I hear often from people some form of “I’ve stopped watching the news.” As a reason for the decision I hear, “There’s never anything good. It’s just too upsetting.”
It used to be that not knowing what was going on in the world was a sign of ignorance. It wasn’t a good thing. But slowly over time it’s become something of a badge of honor, a sign of sophistication, of a superior intellect. When we combine that attitude with spiritual practice, we’ve just stepped into a subtle, dangerous ego trap.
We speak often in awareness practice of how egocentric karmic conditioning/self-hate uses isolation to keep a person in its grip. Whether the message is “They don’t want you/you don’t belong” or “You’re so stressed and exhausted you just need to go home, collapse on the couch, and watch something mindless” or “The voices in my head are so loud and relentless, my only relief is alcohol or pot,” the campaign is the same. Get a human being alone and ego can control and manipulate the person into willingly turning all their life force over to it.
For us spiritual types, a sure winner is, “It’s just too upsetting.” First we’re convinced that we need to be afraid of how we feel. I’ll get depressed. I’ll be so sad, so angry, so helpless that I won’t be able to function. Vague images float around of me becoming so incapacitated that I won’t be able to care for my family or go to work. My whole life will fall apart.
The truth is that if I DON’T isolate, listen to and believe those stories, ego’s “life” will fall apart.
We don’t want to do awareness/spiritual practice so ego can have a less threatened existence. We really don’t. Making our lives smaller and more about “me” is the path of ego, not of awakening and ending suffering. If I am unaware of what others are going through, my problems can appear to be enormous, overwhelming, insurmountable—which is exactly what ego wants us to believe.

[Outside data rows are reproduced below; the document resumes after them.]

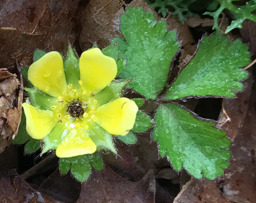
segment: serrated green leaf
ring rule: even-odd
[[[183,167],[196,178],[213,179],[228,167],[227,148],[231,142],[213,121],[199,120],[175,105],[160,105],[156,116],[153,138],[162,157],[168,156],[173,168]]]
[[[132,100],[136,103],[138,108],[140,107],[144,104],[144,99],[135,98],[132,99],[131,100]]]
[[[142,133],[152,126],[152,120],[141,111],[138,111],[133,128],[131,131],[134,133]]]
[[[58,102],[56,97],[45,93],[36,87],[24,88],[28,93],[31,104],[40,109],[52,110],[50,107]]]
[[[125,81],[117,80],[111,82],[104,89],[95,95],[94,98],[98,101],[98,106],[120,98],[123,89],[130,82],[130,80]]]
[[[138,141],[136,136],[131,131],[129,132],[125,136],[117,135],[116,137],[125,143],[130,145],[136,144]]]
[[[70,169],[71,164],[69,160],[65,158],[60,159],[59,162],[59,169],[60,172],[63,174],[66,174]]]
[[[170,64],[179,46],[176,33],[167,32],[166,23],[156,23],[152,12],[128,7],[120,17],[126,43],[114,39],[119,57],[127,64],[120,76],[133,80],[128,87],[148,99],[155,99],[164,85]],[[122,52],[123,53],[121,53]]]
[[[243,88],[240,81],[248,76],[239,67],[250,63],[246,44],[239,40],[229,43],[227,37],[205,36],[197,53],[167,91],[169,99],[194,96],[234,97]]]
[[[36,62],[46,54],[46,52],[42,50],[38,49],[36,50],[34,53],[34,56],[33,56],[34,62]]]
[[[80,88],[78,81],[80,80],[79,60],[76,56],[74,51],[69,45],[66,56],[63,60],[64,72],[67,84],[72,84],[74,89]]]
[[[40,148],[41,142],[40,140],[31,138],[26,143],[24,147],[25,154],[31,154],[35,152]]]

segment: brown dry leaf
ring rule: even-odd
[[[100,48],[110,44],[115,38],[122,38],[120,31],[120,16],[126,6],[141,7],[145,11],[153,12],[159,17],[144,0],[134,0],[127,5],[122,0],[90,1],[84,12],[81,23],[83,29],[80,35],[82,50],[92,48],[96,43]]]
[[[93,171],[82,186],[76,203],[154,203],[155,181],[150,171],[138,182],[130,182],[106,167],[104,172]]]
[[[31,188],[15,170],[0,173],[0,202],[62,203]]]
[[[223,100],[224,109],[230,120],[226,119],[223,113],[218,124],[233,140],[230,150],[230,167],[216,181],[193,179],[183,186],[174,203],[256,201],[256,112],[253,106],[256,87],[253,88],[251,96],[252,78],[247,79],[245,84],[244,91],[238,94],[237,98]]]

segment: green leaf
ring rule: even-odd
[[[34,53],[34,56],[33,57],[34,62],[36,62],[46,54],[46,52],[42,50],[38,49],[36,50]]]
[[[24,152],[25,154],[31,154],[35,152],[40,148],[41,142],[39,140],[31,138],[24,147]]]
[[[114,58],[115,61],[117,61],[118,58],[118,49],[114,45],[107,46],[102,50],[102,52],[104,55]]]
[[[132,99],[131,100],[132,100],[136,104],[138,108],[140,107],[144,104],[144,99],[135,98]]]
[[[120,39],[112,41],[117,44],[120,59],[128,59],[120,77],[132,78],[128,87],[148,99],[155,99],[165,84],[180,46],[176,33],[167,32],[165,22],[156,23],[153,14],[144,12],[141,7],[127,8],[120,19],[126,42]]]
[[[80,85],[80,70],[79,61],[76,56],[74,51],[70,45],[68,47],[67,55],[63,60],[64,72],[67,84],[72,84],[74,89],[79,89]]]
[[[228,167],[231,142],[215,122],[199,120],[173,104],[160,105],[156,116],[153,138],[162,157],[167,155],[173,168],[183,166],[196,178],[213,179]]]
[[[142,133],[152,126],[152,120],[146,114],[138,111],[134,126],[131,130],[134,133]]]
[[[58,101],[56,97],[45,93],[36,87],[24,88],[28,93],[31,104],[36,108],[43,110],[52,110],[50,107],[55,105]]]
[[[229,43],[215,33],[205,36],[197,53],[166,95],[169,99],[194,96],[234,97],[248,76],[240,67],[250,63],[247,46],[239,40]]]
[[[111,101],[120,98],[123,89],[130,82],[131,80],[128,80],[123,81],[116,80],[111,82],[94,96],[95,99],[98,101],[97,106],[100,106]]]
[[[130,145],[136,144],[138,141],[136,136],[131,131],[129,131],[125,136],[117,135],[116,137],[125,143]]]

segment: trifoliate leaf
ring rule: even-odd
[[[152,126],[152,120],[141,111],[138,111],[135,123],[131,131],[134,133],[142,133]]]
[[[230,141],[213,121],[199,120],[173,104],[160,105],[156,115],[153,138],[160,155],[167,155],[173,168],[183,167],[196,178],[213,179],[228,167]]]
[[[132,99],[131,100],[135,102],[138,108],[139,108],[142,106],[144,102],[144,99],[139,99],[136,98],[135,99]]]
[[[46,54],[46,52],[42,50],[38,49],[36,50],[34,53],[34,56],[33,57],[34,62],[36,62]]]
[[[130,131],[125,136],[117,135],[116,137],[125,143],[130,145],[136,144],[138,141],[136,136]]]
[[[72,84],[74,89],[80,88],[78,81],[80,80],[79,61],[70,46],[68,47],[67,55],[63,60],[64,72],[67,84]]]
[[[169,99],[194,96],[234,97],[243,88],[240,81],[248,76],[239,67],[250,63],[246,45],[227,37],[205,36],[197,53],[178,76],[166,95]]]
[[[24,147],[24,152],[26,154],[31,154],[40,148],[40,142],[38,140],[33,139],[28,135],[26,130],[26,117],[24,112],[22,111],[18,133],[12,142],[14,144],[19,145],[26,142]]]
[[[256,15],[252,12],[256,9],[256,1],[250,0],[245,5],[239,6],[234,4],[232,2],[237,0],[216,0],[220,4],[220,7],[214,12],[206,12],[204,15],[209,15],[214,19],[214,24],[213,29],[220,30],[218,24],[218,19],[220,14],[225,9],[227,9],[233,14],[235,20],[231,22],[228,26],[225,33],[227,33],[235,28],[242,28],[243,22],[246,19],[256,22]]]
[[[153,14],[144,12],[141,7],[128,7],[120,20],[126,42],[114,39],[112,43],[117,44],[121,59],[128,60],[120,76],[133,79],[128,87],[148,99],[155,99],[165,84],[180,46],[176,33],[168,32],[165,22],[156,23]]]

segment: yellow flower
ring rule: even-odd
[[[60,143],[56,154],[59,157],[94,153],[98,146],[90,137],[90,131],[97,129],[97,126],[109,133],[126,135],[133,127],[138,111],[134,102],[127,98],[102,105],[99,102],[100,98],[97,94],[116,75],[116,64],[113,58],[97,48],[92,49],[82,54],[79,68],[80,80],[67,84],[61,56],[52,51],[34,62],[28,70],[31,83],[52,99],[49,101],[49,110],[22,104],[27,131],[36,139],[42,139],[50,132],[57,134]],[[55,128],[57,126],[61,127]]]

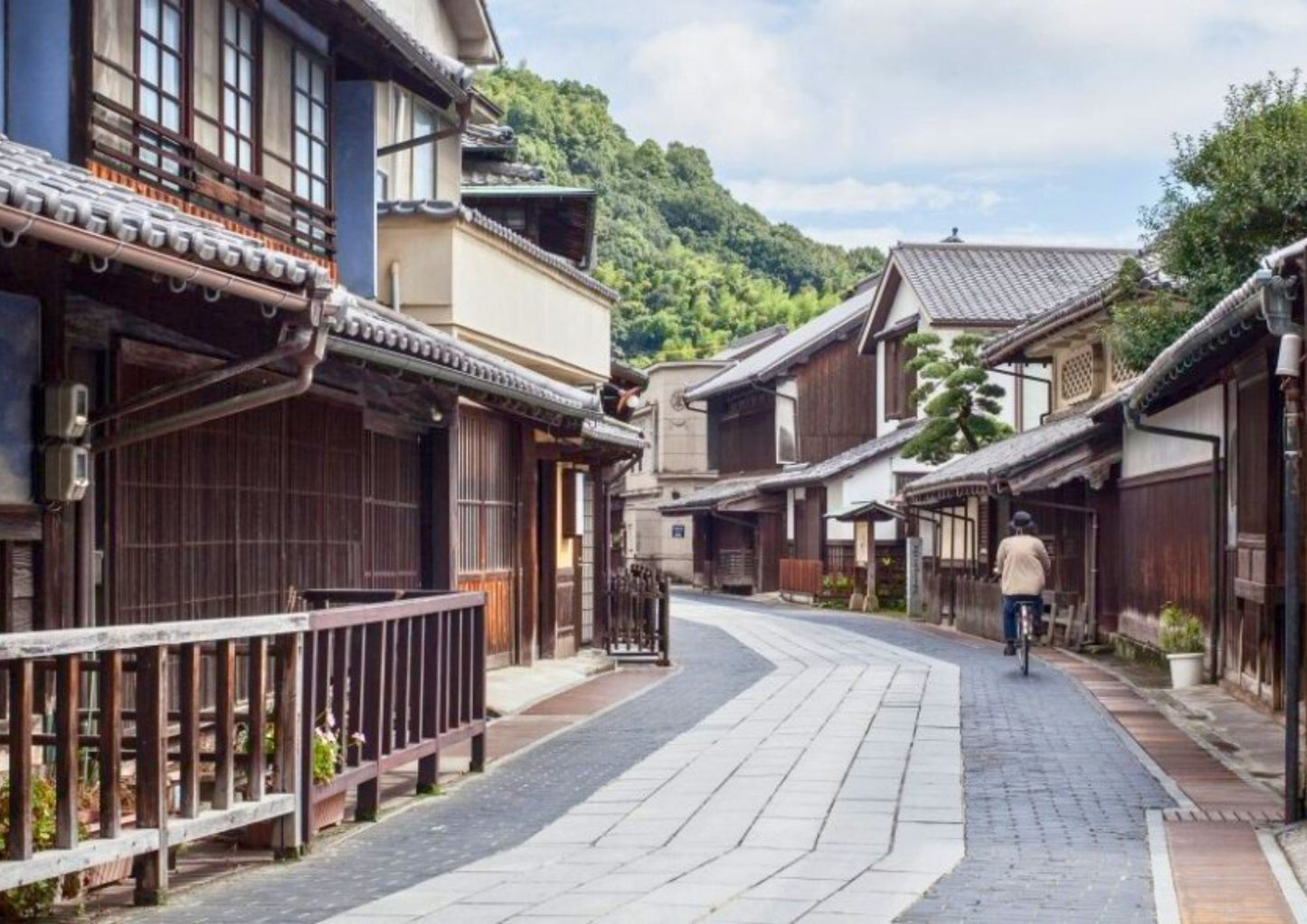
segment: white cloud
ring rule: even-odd
[[[852,176],[830,183],[761,179],[728,183],[737,199],[767,213],[860,214],[974,208],[988,212],[1002,201],[993,190],[951,190],[931,183],[865,183]]]

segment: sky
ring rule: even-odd
[[[593,84],[843,246],[1138,246],[1172,136],[1307,60],[1307,0],[491,0],[506,59]]]

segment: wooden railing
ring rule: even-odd
[[[644,565],[631,565],[608,579],[605,647],[613,657],[672,663],[672,584]]]
[[[276,240],[335,257],[336,216],[331,209],[227,163],[192,139],[101,93],[91,97],[90,129],[93,159]]]
[[[314,612],[0,635],[9,690],[0,890],[135,857],[136,899],[157,903],[178,844],[271,822],[273,850],[295,855],[327,789],[358,787],[359,814],[372,817],[387,770],[421,761],[420,784],[431,785],[439,750],[465,738],[480,768],[484,597],[397,592],[382,602],[378,592],[350,593],[303,595],[352,604]],[[205,668],[217,695],[216,708],[201,711]],[[173,711],[170,676],[180,687]],[[357,729],[363,741],[346,746],[333,779],[314,785],[314,732],[327,703],[346,729],[339,740],[349,745],[348,729]],[[52,733],[38,733],[51,716]],[[41,748],[52,754],[52,774],[38,762]],[[56,789],[50,844],[37,843],[33,822],[38,774]],[[88,776],[99,812],[84,839]]]
[[[780,589],[786,593],[821,593],[822,563],[816,558],[782,558]]]

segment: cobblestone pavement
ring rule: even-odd
[[[515,850],[333,919],[890,921],[963,855],[959,670],[682,599],[775,670]]]
[[[369,826],[290,865],[277,864],[175,895],[118,920],[149,924],[320,921],[515,847],[771,670],[719,629],[677,626],[680,670],[447,796]],[[491,727],[491,734],[494,733]]]
[[[1174,805],[1080,686],[1035,660],[907,622],[741,608],[836,625],[962,668],[967,856],[904,921],[1151,921],[1145,810]]]

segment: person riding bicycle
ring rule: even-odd
[[[1002,638],[1006,642],[1002,653],[1017,653],[1017,612],[1021,604],[1031,604],[1035,613],[1035,635],[1044,614],[1044,582],[1052,570],[1048,549],[1035,532],[1035,521],[1023,510],[1018,510],[1009,524],[1012,536],[999,544],[993,572],[1000,578],[1002,589]]]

Sometimes ego will take a “loftier” tack with conversation about how “everything is in God’s hands” or “in a non-separate reality everything is the Divine so nothing real ever happens to anyone.” That may be true, but we can hear the ego-serving message in that very holy sounding philosophy if we listen carefully.
I remember reading that Mother Teresa was able to do what she did on the streets of Calcutta because she saw every human being she encountered as Jesus. Gandhi told us that if we don’t see God in the next person we meet we will never see God. Perhaps these statements can guide us to a clearer understanding of “in a non-separate reality everything is the Divine.”
We don’t need to be afraid of how we feel, and if we ever hope to be free of suffering, we have to see through the fear that is controlling us. As students of awareness, we want to be guided by the still, small voice of the Intelligence animating us. It’s important to realize the near impossibility of hearing that voice over the din of ego voices in conditioned mind telling us what we need to do in order to “be all right.”
For those of us who share with Francis the prayer “Make me an instrument of peace,” we know we must first make peace within ourselves. We can let our sadness move us to add to that prayer, “Show me how I can help.”